This year, in particular, has seen the challenge of new restrictions imposed by the Children's Online Privacy Protection Act (COPPA), as well as the growing use of smartphones and tablets by teens and the 12- to 17-year-olds.
Connect, Empower, Share
This year FOSI’s theme was Connect, Empower, Share. FOSI CEO Stephen Balkam’s welcoming remarks set the tone for the two-day event. “Parents: be the change you want to see in your kids. Adults: give kids the power to enjoy the internet for good.” Excellent statements for the past, present and future!
How are teens and tweens protecting themselves online?
A report presented by FOSI and conducted by the Hart Research Associates, “Teen Identity Theft: Fraud, Security, and Steps Teens are Taking to Protect Themselves Online," found that over three-quarters of teens are concerned about the privacy of their personal information being harmed by their online activity”. Yet fewer than 30% believe that they are personally vulnerable to having their identity stolen.
These stats indicate that while most teens are using privacy settings to some degree, more than two in five have not set privacy settings for some of their online accounts. And where they do use privacy settings, their use varies between different platforms and apps.
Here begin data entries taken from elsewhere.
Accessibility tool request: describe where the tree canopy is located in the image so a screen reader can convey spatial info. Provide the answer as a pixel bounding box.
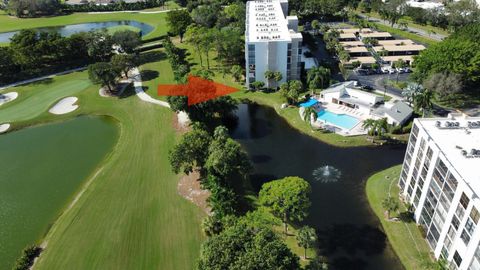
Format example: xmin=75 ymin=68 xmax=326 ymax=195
xmin=166 ymin=9 xmax=192 ymax=42
xmin=413 ymin=23 xmax=480 ymax=86
xmin=259 ymin=176 xmax=311 ymax=234
xmin=168 ymin=125 xmax=212 ymax=175
xmin=112 ymin=30 xmax=142 ymax=53
xmin=197 ymin=222 xmax=300 ymax=270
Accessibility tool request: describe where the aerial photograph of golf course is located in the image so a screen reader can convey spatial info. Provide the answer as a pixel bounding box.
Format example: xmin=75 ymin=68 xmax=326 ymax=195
xmin=1 ymin=0 xmax=479 ymax=269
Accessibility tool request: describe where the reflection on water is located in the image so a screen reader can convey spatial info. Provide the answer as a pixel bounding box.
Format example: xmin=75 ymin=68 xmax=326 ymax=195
xmin=313 ymin=165 xmax=341 ymax=183
xmin=230 ymin=103 xmax=406 ymax=270
xmin=0 ymin=20 xmax=154 ymax=43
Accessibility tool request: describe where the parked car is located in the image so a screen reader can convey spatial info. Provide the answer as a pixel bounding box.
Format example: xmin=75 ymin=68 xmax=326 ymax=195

For example: a teenager’s Facebook profile may have their full name but they don’t share their phone number there. And while they may not share photos of themselves on Twitter, they do on Instagram.
So how do teens manage their social privacy?
- 74% have deleted contacts from a social media network (it is unclear how much of this could be attributed to bullying/alienation behavior)
- 59% have deleted or edited something they posted in the past
- 53% have deleted comments from others on their profile or account
- 45% have removed their name from photos where they have been tagged
- 31% have deleted or deactivated an entire profile or account
- 19% have posted updates, comments, photos or videos that they later regretted.
None of this is a great surprise, and it highlights the fact that young people feel the same about online safety as the rest of the public. Many believe that they are at risk, but few believe that it “can happen to them.” Best news of all, however, is that teens are asking for help or advice on managing their online privacy. Peers and parents are the first port of call.
danahboyd: “It’s Complicated: Teen Privacy in a Networked Age”
Danah’s brilliant presentation translated the disconnect between how teens and parents communicate. She stated:
- Teens care about privacy (contrary to belief). They may choose specific media to share, and will share at different levels depending on the medium. Teens realize that the default philosophy behind social media is to share, but they recognize that the sharing is not always meant for them. This includes how and what they share with their parents!
- Teens are doing innovative things to achieve privacy. For example, if a teen is aware their mom is checking their Facebook page, they may send “coded” messages to their friends. These nuanced messages aren’t necessarily dangerous, but allow teens to make a private connection in public.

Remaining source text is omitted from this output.